ABSTRACT

The discovery of anthropogenic global warming (AGW) elicited a number of official responses, including the establishment of a set of institutions to address the dangers it poses. In this chapter, the origins and evolution of the two primary institutions established to deal with climate change, the Intergovernmental Panel on Climate Change (IPCC) and the United Nations Framework Convention on Climate Change (UNFCCC), are discussed with reference to interactions at the ‘world order’ and ‘forms of state’ levels. The chapter provides a detailed investigation of how powerful interests, working primarily through national state governments, have ensured that these institutions lack the power to make appropriate ‘policy prescriptions’ (or even suggestions) to reduce greenhouse gas emissions and mitigate additional climate change.
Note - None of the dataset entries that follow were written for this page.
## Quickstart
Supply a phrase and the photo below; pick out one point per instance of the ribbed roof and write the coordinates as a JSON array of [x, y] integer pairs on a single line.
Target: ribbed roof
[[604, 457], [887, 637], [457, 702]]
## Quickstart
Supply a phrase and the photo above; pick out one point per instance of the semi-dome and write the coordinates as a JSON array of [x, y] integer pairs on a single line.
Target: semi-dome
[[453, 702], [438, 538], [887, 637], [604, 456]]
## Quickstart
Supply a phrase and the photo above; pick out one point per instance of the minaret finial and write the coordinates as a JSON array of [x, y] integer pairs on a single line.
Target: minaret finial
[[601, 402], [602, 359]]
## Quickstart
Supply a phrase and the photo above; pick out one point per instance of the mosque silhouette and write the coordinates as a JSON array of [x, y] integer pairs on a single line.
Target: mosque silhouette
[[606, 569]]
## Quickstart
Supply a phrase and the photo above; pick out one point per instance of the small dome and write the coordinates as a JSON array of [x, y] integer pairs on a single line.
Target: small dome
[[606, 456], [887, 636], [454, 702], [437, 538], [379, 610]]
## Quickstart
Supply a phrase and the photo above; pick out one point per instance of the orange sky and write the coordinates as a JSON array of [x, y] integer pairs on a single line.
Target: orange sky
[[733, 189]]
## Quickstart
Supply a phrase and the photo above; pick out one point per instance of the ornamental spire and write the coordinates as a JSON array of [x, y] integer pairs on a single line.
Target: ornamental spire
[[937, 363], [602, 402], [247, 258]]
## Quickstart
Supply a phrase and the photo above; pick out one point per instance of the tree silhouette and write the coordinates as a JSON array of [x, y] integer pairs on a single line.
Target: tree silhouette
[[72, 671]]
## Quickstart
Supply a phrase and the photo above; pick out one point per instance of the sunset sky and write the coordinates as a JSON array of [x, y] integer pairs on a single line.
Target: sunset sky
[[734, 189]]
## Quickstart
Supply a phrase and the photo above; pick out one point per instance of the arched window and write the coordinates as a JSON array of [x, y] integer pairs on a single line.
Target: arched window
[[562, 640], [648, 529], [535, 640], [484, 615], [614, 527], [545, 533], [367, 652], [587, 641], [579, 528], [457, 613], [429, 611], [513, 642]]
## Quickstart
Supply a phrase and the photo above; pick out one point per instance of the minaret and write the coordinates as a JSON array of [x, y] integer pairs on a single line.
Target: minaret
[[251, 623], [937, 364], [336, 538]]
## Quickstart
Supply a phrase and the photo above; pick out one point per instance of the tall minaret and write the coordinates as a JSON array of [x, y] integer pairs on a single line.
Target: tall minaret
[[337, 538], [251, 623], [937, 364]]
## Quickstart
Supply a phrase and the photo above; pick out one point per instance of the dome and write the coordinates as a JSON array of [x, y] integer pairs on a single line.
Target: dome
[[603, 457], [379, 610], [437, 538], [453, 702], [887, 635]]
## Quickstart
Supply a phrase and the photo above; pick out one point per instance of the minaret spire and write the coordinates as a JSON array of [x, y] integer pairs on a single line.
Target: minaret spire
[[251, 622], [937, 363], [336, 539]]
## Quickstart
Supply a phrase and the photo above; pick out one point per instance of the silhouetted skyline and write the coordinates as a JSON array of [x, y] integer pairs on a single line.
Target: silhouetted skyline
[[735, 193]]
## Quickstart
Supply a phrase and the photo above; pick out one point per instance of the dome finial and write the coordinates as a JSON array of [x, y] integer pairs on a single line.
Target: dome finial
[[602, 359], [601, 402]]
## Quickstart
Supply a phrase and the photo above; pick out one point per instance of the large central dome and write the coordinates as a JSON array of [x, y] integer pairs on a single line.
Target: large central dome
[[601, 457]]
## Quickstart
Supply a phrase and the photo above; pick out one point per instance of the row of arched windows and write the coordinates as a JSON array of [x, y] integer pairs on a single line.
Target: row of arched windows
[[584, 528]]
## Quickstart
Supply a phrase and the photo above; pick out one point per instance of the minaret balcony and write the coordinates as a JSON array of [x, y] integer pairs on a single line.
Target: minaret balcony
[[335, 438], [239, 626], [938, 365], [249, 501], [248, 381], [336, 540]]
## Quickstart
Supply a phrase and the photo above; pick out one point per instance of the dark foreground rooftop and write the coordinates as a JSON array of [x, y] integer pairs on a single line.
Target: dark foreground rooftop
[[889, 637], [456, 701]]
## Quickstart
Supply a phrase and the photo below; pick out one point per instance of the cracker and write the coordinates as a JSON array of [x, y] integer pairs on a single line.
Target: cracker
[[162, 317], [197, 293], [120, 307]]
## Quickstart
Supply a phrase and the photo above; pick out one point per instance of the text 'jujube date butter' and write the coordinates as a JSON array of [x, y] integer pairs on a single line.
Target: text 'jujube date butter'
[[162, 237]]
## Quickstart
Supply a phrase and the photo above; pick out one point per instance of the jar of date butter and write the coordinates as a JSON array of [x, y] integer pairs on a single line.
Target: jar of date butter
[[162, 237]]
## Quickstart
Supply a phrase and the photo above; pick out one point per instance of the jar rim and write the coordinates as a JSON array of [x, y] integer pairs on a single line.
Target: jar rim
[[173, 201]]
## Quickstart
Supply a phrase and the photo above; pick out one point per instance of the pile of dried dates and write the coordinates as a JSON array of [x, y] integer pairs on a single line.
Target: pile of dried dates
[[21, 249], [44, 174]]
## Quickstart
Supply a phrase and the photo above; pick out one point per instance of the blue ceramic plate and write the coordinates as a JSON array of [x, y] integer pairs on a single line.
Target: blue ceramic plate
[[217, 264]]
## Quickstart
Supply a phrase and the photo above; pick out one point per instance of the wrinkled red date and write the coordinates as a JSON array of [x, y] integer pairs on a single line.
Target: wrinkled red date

Successive United States administrations have been particularly active in presenting obstacles to taking effective action to mitigate anthropogenic climate change, and they have been assisted in these endeavours by allied states. In addition to these official obstacles to an effective global treaty to address the climate crisis, the IPCC and the scientists who volunteer to write the synthesis reports that it produces have been subjected to a series of highly-publicised attacks aimed at discrediting the scientific findings being reported on. This chapter provides an overview of some of the major controversies that were concocted to discredit the IPCC’s work, including the ‘hockey stick graph’ controversy and the ‘climategate’ allegations that scientists conspired to present false climate science data. The analyses presented in this chapter demonstrate the validity of ecosocialist claims that the institutional arrangements making up the official climate change ‘regime’ are incapable of achieving their stated aim of avoiding dangerous climate change.